Ryota comprimiu os lábios, hesitando. Ela não queria abrir. Não queria receber nada. Seus dedos tremeram de leve quando o ouviu terminar de falar, incapaz de se mexer. Apertou os olhos e inspirou fundo. Queria conseguir coragem para negar suas palavras. Pra dizer que não podia... Que não merecia.

— Que droga, por que você precisa ser tão teimosa? 

Com um arrepio na nuca graças ao sussurro em sua orelha, Ryota abriu os olhos quando algo gelado envolveu seu pescoço. Ela olhou para a pedra cintilante azul que estava, agora, pendurada abaixo do queixo, com um cordão preto de elástico simples. Era uma bijouteria que poderia ser lida como “barata”, por mal se destacar, mas que era exuberante aos seus olhos.

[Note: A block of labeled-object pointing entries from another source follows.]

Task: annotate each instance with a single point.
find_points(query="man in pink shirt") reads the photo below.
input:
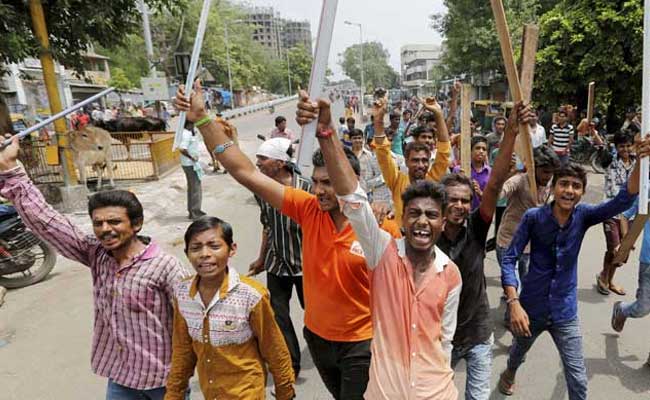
(415, 287)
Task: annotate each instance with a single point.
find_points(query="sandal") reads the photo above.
(506, 386)
(601, 286)
(617, 289)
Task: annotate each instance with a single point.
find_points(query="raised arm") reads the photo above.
(233, 159)
(500, 170)
(441, 162)
(36, 213)
(356, 207)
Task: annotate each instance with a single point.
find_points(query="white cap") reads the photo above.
(276, 149)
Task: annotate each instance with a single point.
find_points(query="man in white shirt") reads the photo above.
(189, 149)
(537, 132)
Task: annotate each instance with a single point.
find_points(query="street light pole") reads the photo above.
(363, 84)
(232, 95)
(289, 72)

— Eu sei que você não costuma usar essas coisas, nem que é vaidosa, mas… — Zero tocou no pingente com delicadeza, o rosto próximo do dela — Quando vi a pedra, não consegui desviar meus olhos dela. Por alguma razão, tinha me chamado muito a atenção. E foi então que reparei… Está vendo? Ela muda seu tom de acordo com o movimento e a luz. Nas sombras ganha um tom bem próximo do oceano, mas debaixo do sol parece claro como o céu. Foi esse detalhe que me lembrou de você. Acho que nunca te disse isso antes, mas… — Ele a fitou — … Seus olhos também são lindos, Ryota.

Ela quase podia se ver refletida nas íris prateadas dele, brilhando com uma faísca bem diferente do que estava acostumada a ver. De certa forma, receber tanta atenção assim a deixou constrangida, e ela se viu se encolhendo no lugar com as bochechas ruborizadas.

Reparando nessa atitude dela, Zero finalmente percebeu o que tinha acabado de fazer e se afastou, recostando-se contra a árvore novamente e cobrindo a área abaixo dos olhos com a mão para evitar que ela visse sua face corada, também.

— P-Por isso, bom... Er... É... É melhor ficar com ele. C-Combina com você. — A parte final da frase dita em meio a resmungos envergonhados saiu quase inaudível, mas Ryota sorriu. Um sorriso trêmulo, quase como se fosse chorar.

Ela piscou algumas vezes, tentando lidar com a bagagem de sentimentos que a invadiram, então limpou os olhos com a mão. 

— Ai, Zero... Agora você me deu dor de cabeça, seu imbecil. Cabeça dura. Chato, insuportável.

— Nossa, pra que isso?!

— Mal encarado. Feioso. Estúpido.

— Tá ficando meio pessoal agora, né?!

Ryota riu da cara de raiva dele, que, em vingança à sua diversão às suas custas, puxou suas bochechas com vontade. 

Embora estivesse genuinamente feliz, uma pequena parte dela ainda não conseguia aceitar aqueles sentimentos e palavras. Não se achava digna. Mas… Que mal fazia? Uma vez em anos, não é? Se sentiria ainda pior se fizesse Zero, amigo de longa data e talvez a pessoa que mais era capaz de entendê-la — mais que a si mesma — ficasse triste por sua recusa. 

— Ai, pára, tá bagunçando meu cabelo todo!

— Ele já estava todo bagunçado, nem vem!

— Oooi? Eu arrumei ele faz pouco tempo!

— Chama aquilo de arrumar?! Ficou parecendo um ninho de passarinho!

— Falou o cabelo de beterraba!

— Cala a boca, tomatinho!

Brincando desse jeito, zombando um do outro e se acotovelando, a dupla continuou a rir. O peito de Ryota, por um momento, se permitiu ficar leve e aproveitar o que Zero havia lhe dado — um presente que ia muito além de um mero colar.

Acima deles, as nuvens começavam a se agrupar lentamente no céu quando a garota supriu um soluço.